The renowned author, executive producer, and host shares how her two series bring healing to the Black community

Tracy McMillan, Courtesy OWN (The Oprah Winfrey Network)

The OWN (Oprah Winfrey Network) series, “Family or Fiancé” shuns the sensationalized aspects of reality TV in favor of a more practical and holistic approach to healing the various dynamics that can cause dysfunction within a relationship. Author and host Tracy McMillan speaks with the L.A. Sentinel on the third season of her hit series, which airs on Saturdays at 9/8c. She also gets candid about executive producing the forthcoming Hulu/Onyx Collective comedy inspired by her life entitled, “Unprisoned,” starring Kerry Washington and Delroy Lindo.

LAS: “Family or Fiancé” edits 3-days into one hour-long episode. What are some things that the audience doesn’t get to see?

Tracy McMillan: I spend between 90-minutes-to-two-hours with the couples each day but the audience only sees about five minutes of that. I coach the couples and they take that information into the family system. We go into great detail about how they’re relating to each other and what type of belief system they have. I educate them about dynamics in relationships.

When I see something going on, I point it out and they get a lot from it. The difference between a secure couple and an insecure couple is that a secure couple has an “aha moment” and learns something and changes while insecure people keep doing the thing that isn’t working.

LAS: As a relationships expert, what advice would you share with ambitious, career-minded women regarding the societal pressure to be married?

TM: I don’t think it’s societal pressure. I think it’s a yearning for primary attachment. I feel like the stronger societal voice is, ‘You shouldn’t need a partner, you should be fine on your own.’ When I got into the science [of relationships], I learned that we’re wired for attachment.

I was recently on “The Today Show” and I said as much and my goodness! People in the comments section gave me a hard time because the [societal] message is that you’re supposed to be a rugged individualist and I’m like, no I don’t think that works, we need to be seeking primary attachment.

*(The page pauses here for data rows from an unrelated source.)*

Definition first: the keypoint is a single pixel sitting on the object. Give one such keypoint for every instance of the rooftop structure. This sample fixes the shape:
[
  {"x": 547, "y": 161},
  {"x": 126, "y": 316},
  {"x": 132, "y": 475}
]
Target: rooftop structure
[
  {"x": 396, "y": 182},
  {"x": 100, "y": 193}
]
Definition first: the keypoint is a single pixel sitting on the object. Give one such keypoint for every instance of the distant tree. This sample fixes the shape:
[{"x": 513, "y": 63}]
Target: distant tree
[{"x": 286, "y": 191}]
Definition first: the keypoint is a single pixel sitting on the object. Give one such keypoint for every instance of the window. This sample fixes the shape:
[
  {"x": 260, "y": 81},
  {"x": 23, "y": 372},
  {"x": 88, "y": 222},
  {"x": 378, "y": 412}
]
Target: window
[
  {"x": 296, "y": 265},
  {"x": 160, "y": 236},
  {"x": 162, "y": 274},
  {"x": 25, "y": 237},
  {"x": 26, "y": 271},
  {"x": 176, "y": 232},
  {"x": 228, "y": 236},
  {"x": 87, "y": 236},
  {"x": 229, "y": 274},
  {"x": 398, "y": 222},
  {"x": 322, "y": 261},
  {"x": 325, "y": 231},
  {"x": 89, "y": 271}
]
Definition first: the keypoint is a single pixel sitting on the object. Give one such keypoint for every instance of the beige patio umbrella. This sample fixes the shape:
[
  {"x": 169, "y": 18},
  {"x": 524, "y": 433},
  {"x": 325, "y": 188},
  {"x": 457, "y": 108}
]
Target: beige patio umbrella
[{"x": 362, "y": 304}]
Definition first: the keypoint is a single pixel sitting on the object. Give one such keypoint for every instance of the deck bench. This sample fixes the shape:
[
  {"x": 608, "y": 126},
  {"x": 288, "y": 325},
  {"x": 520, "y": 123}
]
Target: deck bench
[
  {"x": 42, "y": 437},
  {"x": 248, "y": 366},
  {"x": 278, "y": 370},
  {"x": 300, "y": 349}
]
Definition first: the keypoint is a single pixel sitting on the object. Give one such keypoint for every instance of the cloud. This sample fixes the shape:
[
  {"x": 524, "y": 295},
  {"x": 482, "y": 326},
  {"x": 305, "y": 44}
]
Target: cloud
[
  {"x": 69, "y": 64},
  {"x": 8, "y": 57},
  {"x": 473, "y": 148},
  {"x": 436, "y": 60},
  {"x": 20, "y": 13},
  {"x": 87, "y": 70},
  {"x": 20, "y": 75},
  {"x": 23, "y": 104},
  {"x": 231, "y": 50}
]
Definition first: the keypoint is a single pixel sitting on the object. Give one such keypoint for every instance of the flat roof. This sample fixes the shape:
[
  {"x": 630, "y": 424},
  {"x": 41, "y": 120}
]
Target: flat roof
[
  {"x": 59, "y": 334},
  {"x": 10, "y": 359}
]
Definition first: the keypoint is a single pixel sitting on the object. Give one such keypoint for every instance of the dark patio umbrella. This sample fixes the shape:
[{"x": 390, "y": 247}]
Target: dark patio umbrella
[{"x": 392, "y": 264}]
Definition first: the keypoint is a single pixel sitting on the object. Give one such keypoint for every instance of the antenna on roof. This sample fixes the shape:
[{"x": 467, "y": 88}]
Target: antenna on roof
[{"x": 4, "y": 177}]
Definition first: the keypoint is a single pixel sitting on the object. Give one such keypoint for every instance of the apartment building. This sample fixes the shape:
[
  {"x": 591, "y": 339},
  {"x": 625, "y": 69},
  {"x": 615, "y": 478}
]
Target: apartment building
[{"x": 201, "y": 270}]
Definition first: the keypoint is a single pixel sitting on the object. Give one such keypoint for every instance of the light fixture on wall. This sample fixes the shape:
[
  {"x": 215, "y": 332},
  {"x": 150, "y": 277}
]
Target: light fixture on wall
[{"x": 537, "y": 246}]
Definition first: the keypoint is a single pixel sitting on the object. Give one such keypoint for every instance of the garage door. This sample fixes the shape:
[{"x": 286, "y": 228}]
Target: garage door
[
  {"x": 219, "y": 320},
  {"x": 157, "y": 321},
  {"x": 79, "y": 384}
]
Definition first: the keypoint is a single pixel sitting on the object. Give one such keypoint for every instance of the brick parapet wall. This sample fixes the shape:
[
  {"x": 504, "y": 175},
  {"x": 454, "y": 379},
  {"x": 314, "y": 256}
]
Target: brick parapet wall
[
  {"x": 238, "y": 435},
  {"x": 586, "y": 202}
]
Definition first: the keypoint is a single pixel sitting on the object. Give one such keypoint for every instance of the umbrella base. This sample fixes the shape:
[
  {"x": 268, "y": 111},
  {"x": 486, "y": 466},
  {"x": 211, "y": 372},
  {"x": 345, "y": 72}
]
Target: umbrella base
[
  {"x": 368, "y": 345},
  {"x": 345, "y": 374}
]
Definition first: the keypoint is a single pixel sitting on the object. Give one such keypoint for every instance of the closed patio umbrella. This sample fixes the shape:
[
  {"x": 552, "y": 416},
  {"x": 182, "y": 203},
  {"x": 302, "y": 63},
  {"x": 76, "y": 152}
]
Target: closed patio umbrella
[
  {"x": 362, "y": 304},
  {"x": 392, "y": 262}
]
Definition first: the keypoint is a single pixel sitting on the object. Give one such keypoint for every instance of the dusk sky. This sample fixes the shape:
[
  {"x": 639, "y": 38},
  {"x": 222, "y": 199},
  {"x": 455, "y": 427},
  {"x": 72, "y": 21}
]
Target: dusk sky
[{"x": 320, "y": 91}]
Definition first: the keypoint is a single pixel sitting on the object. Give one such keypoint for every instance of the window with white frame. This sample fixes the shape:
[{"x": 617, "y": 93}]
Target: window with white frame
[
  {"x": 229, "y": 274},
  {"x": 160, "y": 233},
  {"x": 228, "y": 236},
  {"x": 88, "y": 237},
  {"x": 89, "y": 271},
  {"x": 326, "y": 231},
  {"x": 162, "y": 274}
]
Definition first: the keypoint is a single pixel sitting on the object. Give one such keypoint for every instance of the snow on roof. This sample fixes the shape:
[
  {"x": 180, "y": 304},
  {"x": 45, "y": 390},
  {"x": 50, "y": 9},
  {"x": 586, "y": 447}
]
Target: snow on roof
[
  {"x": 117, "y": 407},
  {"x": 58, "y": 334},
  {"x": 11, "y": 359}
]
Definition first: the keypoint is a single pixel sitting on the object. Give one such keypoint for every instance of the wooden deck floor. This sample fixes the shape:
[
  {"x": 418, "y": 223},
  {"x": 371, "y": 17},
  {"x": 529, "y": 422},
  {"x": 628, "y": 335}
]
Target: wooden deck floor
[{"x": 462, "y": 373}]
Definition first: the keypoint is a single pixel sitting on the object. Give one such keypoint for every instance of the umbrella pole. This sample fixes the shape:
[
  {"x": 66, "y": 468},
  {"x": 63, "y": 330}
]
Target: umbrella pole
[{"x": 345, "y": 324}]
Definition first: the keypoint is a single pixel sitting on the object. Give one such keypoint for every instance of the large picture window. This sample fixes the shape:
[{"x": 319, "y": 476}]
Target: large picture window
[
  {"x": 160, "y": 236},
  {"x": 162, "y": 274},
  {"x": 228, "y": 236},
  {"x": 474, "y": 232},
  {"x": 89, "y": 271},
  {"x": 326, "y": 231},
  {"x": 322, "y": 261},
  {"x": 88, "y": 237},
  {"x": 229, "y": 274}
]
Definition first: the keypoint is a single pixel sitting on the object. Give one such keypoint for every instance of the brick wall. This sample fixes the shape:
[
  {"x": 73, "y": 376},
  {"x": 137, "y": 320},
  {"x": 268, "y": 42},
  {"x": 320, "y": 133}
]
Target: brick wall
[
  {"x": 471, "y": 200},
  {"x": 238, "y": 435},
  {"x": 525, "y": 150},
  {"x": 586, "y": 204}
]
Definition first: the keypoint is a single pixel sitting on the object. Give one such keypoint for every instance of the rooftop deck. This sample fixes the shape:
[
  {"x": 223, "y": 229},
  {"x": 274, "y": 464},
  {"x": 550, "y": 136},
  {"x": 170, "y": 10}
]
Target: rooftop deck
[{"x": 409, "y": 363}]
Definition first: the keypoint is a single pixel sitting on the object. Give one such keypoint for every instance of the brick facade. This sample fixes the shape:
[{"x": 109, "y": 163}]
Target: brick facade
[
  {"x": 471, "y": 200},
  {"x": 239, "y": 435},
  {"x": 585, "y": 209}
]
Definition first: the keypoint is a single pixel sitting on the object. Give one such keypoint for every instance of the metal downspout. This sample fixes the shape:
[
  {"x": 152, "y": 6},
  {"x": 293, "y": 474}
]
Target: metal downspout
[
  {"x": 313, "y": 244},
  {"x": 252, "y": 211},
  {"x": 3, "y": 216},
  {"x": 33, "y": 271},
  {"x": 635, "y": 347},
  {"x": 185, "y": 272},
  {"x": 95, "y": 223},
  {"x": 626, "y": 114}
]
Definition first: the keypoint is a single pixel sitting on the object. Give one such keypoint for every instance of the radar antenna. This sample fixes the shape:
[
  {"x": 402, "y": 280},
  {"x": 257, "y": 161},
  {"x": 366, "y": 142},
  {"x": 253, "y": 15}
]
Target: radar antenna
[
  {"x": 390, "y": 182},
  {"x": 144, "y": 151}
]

So what do you do with these [societal] pressures? Figure out what you want and take responsibility for the fact that if you want this thing, you have to treat your personal life with the same importance as we treat our careers. Capitalism just wants you to do the career, but you have to worry about your personal life because that’s where your true happiness is going to come from, whatever you’ve built.

LAS: Can you talk about the common thread between “Family or Fiancé” and “Unprisoned” in regards to how people who may not have had the best relationships with their parents can have healthy relationships with their partners?

TM: Both shows are essentially the same topic – they’re about generational trauma in the Black family. Everyone in the family has work to do around how they’ve carried the trauma. I think our show is more about mothers and sons than it is about fathers and daughters.

In the Black family, there’s an assumption that the mother/son relationship is in the first position over the son and his wife. And I’ve had to educate some people out of that because you can’t have your parent in the first position. How can your partner feel safe and secure if they know your number one is someone else? Your number one has to be your partner or it’s going to be unstable like a car with two different-sized wheels.

That’s been researched. And that’s the other thing I do on the show, I talk a lot about the science of relationships. Most people think relationships are made up as you go along, but when you start aligning your actions with the research, you start moving towards a better outcome and a more secure relationship.

LAS: Can you talk about the process of making “Unprisoned” and the vulnerability required to create a show about your life?

TM: It’s inspired by my life so it’s really about the feelings. I’ve been a TV writer for 15 years, much longer than I’ve been a host of a reality show. The thing that makes something TV [worthy] is that there’s an action that can be filmed otherwise it would be a book.

Actors have to be able to enact feelings you had in the past. It’s inspired by my life, it’s not a documentary or a re-enactment. Kerry Washington isn’t exactly playing me but there’s inspiration there.

The same with Delroy Lindo. He met my dad last summer before we had a green light for the show and he was very clear with me, “I’m not going to impersonate your dad, I’m going to create a character off of what I felt when I met your dad.”

He has to have that freedom, and so does Kerry. Kerry and I get along great. We joke that there’s a mashup of the two of us named “Terry McWashington” and the show is that entity, that energetic vessel that we both pour into.

What’s really important to me is that we’re going to show a story that’s never been told before about mass incarceration, a father and a daughter and a family. Even in the making of it, a lot of healing took place. I feel like America is ready for this.

It’s time to heal the hearts and minds around this particular issue. It’s a big responsibility and a privilege to be the person telling this story.